# Re-combining a caught swarm?



## Crispy (Aug 23, 2016)

This is a follow on from my previous post about my hive swarming. I posted under a new subject as I wanted to make sure all you experts opened it again.

So I think my hive swarmed and I think I've managed to get them to stay put in a new hive body. Tomorrow I will go to the only local store and get more hive bodies and frames.

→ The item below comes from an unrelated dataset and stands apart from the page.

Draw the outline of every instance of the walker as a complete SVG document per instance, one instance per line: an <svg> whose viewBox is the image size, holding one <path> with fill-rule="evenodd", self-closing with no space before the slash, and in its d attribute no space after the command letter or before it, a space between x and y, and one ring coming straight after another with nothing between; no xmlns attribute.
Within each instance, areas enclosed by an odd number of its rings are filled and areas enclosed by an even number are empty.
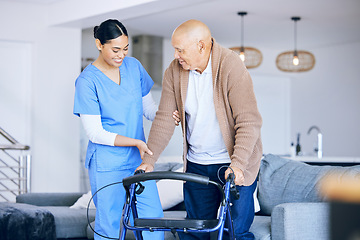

If I put the new hive on top of the old one and add additional bodies, will they successfully re-merge into one super-strong hive?


----------



## Eikel (Mar 12, 2014)

A lot of I thinks to give much of a definitive answer but yes you can combine hives, newspaper method being my preferred. If the swarm came out of the old hive, how long have they been separate to make you think they'd now be super-strong? Why are you looking for a super-strong hive in the fall, I wouldn't anticipate much comb to be drawn? If space wasn't the initial issue for them to swarm, you may only succeed in creating a bigger swarm.


----------



## Bee Havin (Mar 1, 2017)

Bees don't normally swarm unless they have made provisions for a new queen. My concern would be that there is, or will be a returning mated queen in the original hive that I was going to reunite the swarm with. If it was me, I would be sure that there is no un hatched brood and no sign of a queen in the original hive before combining. I think I saw in the other thread that there was honey stores in original hive. I think I would remove that, and then reunite, if in deed that's what I wanted. My underlying concern is why they swarmed. Given your previous description of a full hive still, minus the brood, but empty brood cells, I would be a little hesitant yet to combine. As to how. If the original hive is indeed queenless, you really can't go wrong with the news paper method. Even I can do that. ( place a single layer of news paper between the hives you want to unite, use your hive tool to make a few 3 or 4 inch slits in the paper and place the other hive on top.) In a day or two remove the paper and your done. 
I'm not saying I'm right. It's just what I would do if it was me.
GOOD LUCK!!!


----------



## DanielD (Jul 21, 2012)

Crispy, reading your original thread, it sounds like you don't really know for sure that the swarm is from your hive. You need to first figure that detail out. You don't need to be in a hurry to combine them back. You need to inspect the original hive closely and look for queen cells, which could be a week or more after a swarm before they start to emerge. If there are abundant queen cells, then yes it swarmed. If there's no swarm cells, look for eggs. 3 days after a queen leaves in a swarm, all the eggs would be hatched. If there are eggs, you still have a queen in there. If you just combine now with queen cells present, the queen could just swarm again. 

If it was me, and all I wanted was to combine the two back together, I would tear down ALL the queen cells, (one is easy to miss) and check back in a week to tear down the emergency cells made. All of them. Again, it's easy to miss one. Bees can cover one up, especially an emergency cell that's small. If you check for emergency cells and find none, you may have missed a swarm cell and have a virgin queen in there by then. While this is going on, the new swarm is building you comb and extra room. I would combine anytime after all the cells are gone, making sure there was room for brood and incoming stores.


----------



## Crispy (Aug 23, 2016)

After digging through the original hive yesterday I did find at least one opened queen cell. So the swarm is most likely mine and they prepared for swarming in the usual manner. However, all of the "experts" I've talked to have said that it is unusual for them to swarm now.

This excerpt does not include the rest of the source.